NexGenData

Posted on May 14

Court Records Research for Legal & Due Diligence Workflows (2026)

#apify #scraping #automation #legal

Court Records Research for Legal & Due Diligence Workflows (2026)

When you are evaluating a company for acquisition, a candidate for a sensitive hire, or a counterparty for a multi-million-dollar contract, "have they been sued before?" is often the most informative single question you can ask. Public court records answer it — if you can extract them at scale.

Some grounding numbers for 2026: PACER (the federal court records system) contains 1.2 billion documents across 450+ million dockets. State courts collectively file around 83 million new cases per year (National Center for State Courts, 2024 data), of which approximately 21 million are civil. Most of this is public, but less than 8% is freely searchable through any unified API. The DOJ's 2025 report on fraud prosecutions showed that private-sector litigation checks detect roughly 3.4x more red flags per target than a public-records-only check — but only when the search is both federal-and-state AND does proper name disambiguation. A superficial "Google the name" check catches about 12% of material cases. A PACER-only check catches federal but misses the bulk of state civil and all county matters. A real diligence pipeline crosses all three tiers, which is exactly what this post builds.

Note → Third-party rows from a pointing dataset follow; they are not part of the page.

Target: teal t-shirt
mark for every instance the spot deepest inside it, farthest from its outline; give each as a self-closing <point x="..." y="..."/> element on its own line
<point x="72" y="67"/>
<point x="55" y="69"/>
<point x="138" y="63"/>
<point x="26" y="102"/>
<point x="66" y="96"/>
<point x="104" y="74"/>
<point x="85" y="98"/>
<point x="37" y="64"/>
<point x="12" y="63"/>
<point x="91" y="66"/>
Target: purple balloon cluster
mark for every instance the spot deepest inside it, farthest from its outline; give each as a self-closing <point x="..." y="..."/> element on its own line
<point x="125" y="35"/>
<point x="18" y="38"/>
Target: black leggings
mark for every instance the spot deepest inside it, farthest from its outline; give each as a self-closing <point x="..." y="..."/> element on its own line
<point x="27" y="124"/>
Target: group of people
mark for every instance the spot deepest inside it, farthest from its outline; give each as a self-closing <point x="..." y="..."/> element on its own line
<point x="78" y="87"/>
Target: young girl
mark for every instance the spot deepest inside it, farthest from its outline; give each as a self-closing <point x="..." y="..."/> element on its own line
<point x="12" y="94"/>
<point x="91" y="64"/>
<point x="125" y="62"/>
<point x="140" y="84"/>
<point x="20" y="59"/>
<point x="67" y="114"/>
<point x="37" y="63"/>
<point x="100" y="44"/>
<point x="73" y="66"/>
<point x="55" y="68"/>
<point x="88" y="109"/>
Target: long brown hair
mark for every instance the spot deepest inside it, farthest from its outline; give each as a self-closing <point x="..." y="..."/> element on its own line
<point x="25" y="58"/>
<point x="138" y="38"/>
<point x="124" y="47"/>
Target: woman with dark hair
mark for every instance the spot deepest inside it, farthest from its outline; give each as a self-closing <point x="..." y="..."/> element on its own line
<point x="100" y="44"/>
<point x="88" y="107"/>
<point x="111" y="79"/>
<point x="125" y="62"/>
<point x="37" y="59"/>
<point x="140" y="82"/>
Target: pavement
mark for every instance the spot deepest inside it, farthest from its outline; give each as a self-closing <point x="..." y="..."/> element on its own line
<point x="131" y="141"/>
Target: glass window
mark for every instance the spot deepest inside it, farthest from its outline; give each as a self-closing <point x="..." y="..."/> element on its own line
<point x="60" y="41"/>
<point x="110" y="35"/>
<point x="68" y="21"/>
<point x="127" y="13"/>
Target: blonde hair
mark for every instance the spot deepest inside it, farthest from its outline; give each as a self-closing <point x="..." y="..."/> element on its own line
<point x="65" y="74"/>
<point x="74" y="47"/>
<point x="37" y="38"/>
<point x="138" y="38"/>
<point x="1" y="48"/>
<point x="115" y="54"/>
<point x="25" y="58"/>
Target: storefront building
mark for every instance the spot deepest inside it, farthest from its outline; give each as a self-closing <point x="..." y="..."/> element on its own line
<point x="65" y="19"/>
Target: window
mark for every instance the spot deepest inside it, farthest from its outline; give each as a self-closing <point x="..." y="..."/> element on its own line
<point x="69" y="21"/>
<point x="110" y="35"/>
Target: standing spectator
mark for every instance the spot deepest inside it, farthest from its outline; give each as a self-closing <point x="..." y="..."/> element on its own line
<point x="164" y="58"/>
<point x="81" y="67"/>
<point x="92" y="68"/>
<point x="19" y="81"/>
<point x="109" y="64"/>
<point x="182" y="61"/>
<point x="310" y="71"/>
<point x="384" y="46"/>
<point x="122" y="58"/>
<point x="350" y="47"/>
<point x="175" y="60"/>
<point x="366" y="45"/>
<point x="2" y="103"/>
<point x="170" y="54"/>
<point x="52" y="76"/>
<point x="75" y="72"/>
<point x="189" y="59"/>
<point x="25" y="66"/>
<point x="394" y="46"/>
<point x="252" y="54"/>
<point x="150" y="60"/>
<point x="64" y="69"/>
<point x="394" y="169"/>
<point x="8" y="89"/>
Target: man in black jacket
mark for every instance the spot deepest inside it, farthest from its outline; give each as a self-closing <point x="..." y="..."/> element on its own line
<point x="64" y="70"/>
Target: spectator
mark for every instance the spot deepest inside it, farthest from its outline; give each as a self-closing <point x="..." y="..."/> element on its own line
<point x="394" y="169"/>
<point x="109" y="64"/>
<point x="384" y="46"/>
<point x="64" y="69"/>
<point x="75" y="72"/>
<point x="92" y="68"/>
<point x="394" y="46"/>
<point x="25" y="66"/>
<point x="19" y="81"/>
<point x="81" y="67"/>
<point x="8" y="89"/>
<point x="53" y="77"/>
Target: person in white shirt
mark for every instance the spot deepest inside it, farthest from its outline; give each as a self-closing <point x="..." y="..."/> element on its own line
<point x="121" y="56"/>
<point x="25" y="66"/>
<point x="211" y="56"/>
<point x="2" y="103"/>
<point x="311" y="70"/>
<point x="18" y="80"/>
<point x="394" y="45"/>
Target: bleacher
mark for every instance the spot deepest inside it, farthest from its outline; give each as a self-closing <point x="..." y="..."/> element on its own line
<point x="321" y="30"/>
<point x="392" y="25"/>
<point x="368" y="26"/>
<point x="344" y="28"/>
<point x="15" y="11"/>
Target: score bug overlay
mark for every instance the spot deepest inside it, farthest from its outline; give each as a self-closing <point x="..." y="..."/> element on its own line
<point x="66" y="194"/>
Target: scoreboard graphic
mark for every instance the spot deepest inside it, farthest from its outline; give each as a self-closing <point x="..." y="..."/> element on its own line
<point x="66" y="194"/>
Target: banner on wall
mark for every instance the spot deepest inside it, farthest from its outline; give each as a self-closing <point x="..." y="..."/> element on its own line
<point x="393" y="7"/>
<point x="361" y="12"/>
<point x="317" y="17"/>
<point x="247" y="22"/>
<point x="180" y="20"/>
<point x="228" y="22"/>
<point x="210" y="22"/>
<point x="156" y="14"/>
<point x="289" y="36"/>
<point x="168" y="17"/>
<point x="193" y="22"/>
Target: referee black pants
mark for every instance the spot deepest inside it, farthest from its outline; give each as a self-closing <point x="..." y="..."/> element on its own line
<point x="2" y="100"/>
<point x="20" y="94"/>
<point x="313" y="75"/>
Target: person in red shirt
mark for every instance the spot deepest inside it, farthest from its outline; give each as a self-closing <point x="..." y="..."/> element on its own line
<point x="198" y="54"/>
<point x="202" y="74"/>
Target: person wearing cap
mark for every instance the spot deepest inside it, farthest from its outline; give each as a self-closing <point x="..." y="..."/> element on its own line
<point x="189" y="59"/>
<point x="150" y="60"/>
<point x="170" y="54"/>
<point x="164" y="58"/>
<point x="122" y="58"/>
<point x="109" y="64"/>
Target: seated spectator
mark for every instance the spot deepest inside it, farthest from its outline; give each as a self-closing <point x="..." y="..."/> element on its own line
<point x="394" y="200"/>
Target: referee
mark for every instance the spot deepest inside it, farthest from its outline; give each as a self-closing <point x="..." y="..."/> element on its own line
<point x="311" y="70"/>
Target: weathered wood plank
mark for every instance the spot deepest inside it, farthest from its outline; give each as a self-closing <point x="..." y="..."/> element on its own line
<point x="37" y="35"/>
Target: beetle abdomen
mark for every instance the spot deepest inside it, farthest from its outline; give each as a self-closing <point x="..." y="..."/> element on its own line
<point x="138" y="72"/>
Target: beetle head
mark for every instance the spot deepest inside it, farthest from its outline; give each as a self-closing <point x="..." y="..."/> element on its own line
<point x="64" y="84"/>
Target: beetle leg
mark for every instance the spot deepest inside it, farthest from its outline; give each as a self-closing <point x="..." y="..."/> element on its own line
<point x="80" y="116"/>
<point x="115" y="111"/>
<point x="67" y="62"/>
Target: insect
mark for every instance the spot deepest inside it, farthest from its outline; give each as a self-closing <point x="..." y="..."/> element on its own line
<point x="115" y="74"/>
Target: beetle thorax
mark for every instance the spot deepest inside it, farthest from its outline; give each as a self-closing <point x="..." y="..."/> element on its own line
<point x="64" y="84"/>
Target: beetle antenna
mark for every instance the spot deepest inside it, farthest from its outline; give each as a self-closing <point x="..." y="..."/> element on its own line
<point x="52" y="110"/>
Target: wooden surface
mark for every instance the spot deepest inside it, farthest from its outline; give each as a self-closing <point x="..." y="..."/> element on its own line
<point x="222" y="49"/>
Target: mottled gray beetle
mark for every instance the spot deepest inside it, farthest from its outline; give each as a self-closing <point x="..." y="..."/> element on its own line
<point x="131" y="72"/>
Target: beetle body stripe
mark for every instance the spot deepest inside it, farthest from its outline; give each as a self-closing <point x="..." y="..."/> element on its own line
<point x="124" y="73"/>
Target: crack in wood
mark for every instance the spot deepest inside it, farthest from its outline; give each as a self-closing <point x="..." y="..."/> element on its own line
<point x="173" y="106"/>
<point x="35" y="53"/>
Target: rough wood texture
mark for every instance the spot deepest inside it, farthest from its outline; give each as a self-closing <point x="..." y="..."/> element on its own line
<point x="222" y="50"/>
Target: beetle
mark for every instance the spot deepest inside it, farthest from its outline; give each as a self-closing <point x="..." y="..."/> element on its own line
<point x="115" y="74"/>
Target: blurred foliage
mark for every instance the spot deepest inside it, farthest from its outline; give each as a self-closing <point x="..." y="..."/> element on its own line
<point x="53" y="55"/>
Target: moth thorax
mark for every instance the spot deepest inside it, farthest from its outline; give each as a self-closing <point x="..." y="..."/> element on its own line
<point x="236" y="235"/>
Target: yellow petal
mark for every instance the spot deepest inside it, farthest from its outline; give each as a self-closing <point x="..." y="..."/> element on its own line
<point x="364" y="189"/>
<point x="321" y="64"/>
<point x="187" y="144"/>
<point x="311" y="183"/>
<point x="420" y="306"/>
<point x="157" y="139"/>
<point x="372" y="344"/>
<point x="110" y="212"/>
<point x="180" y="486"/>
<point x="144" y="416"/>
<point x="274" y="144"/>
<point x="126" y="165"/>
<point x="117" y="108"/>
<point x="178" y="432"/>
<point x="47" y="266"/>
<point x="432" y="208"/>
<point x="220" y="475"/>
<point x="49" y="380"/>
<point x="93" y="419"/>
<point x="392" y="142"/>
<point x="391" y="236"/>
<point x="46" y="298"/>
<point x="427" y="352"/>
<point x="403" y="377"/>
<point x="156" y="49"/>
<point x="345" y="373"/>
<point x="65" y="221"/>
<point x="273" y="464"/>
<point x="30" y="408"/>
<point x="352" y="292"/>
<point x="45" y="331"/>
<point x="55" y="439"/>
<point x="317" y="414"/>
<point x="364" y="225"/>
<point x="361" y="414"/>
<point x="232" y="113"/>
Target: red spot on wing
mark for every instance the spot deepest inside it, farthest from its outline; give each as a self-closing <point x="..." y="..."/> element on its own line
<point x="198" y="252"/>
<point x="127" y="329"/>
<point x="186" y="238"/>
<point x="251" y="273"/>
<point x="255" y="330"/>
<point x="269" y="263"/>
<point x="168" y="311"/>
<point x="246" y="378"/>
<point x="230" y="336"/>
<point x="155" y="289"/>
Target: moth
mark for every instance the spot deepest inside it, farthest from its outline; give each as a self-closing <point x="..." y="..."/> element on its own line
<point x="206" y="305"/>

The problem: US court records are scattered across PACER (federal), fifty state systems, and hundreds of county-level courts, each with their own auth scheme, rate limits, and data model. Pulling a comprehensive record for a single subject can take a paralegal half a day. Pulling it for 200 subjects (due-diligence scale) is a project that used to justify hiring a boutique diligence firm at $250/subject. In 2026 it becomes a scripted step that completes overnight and costs roughly 1/40th of that per subject.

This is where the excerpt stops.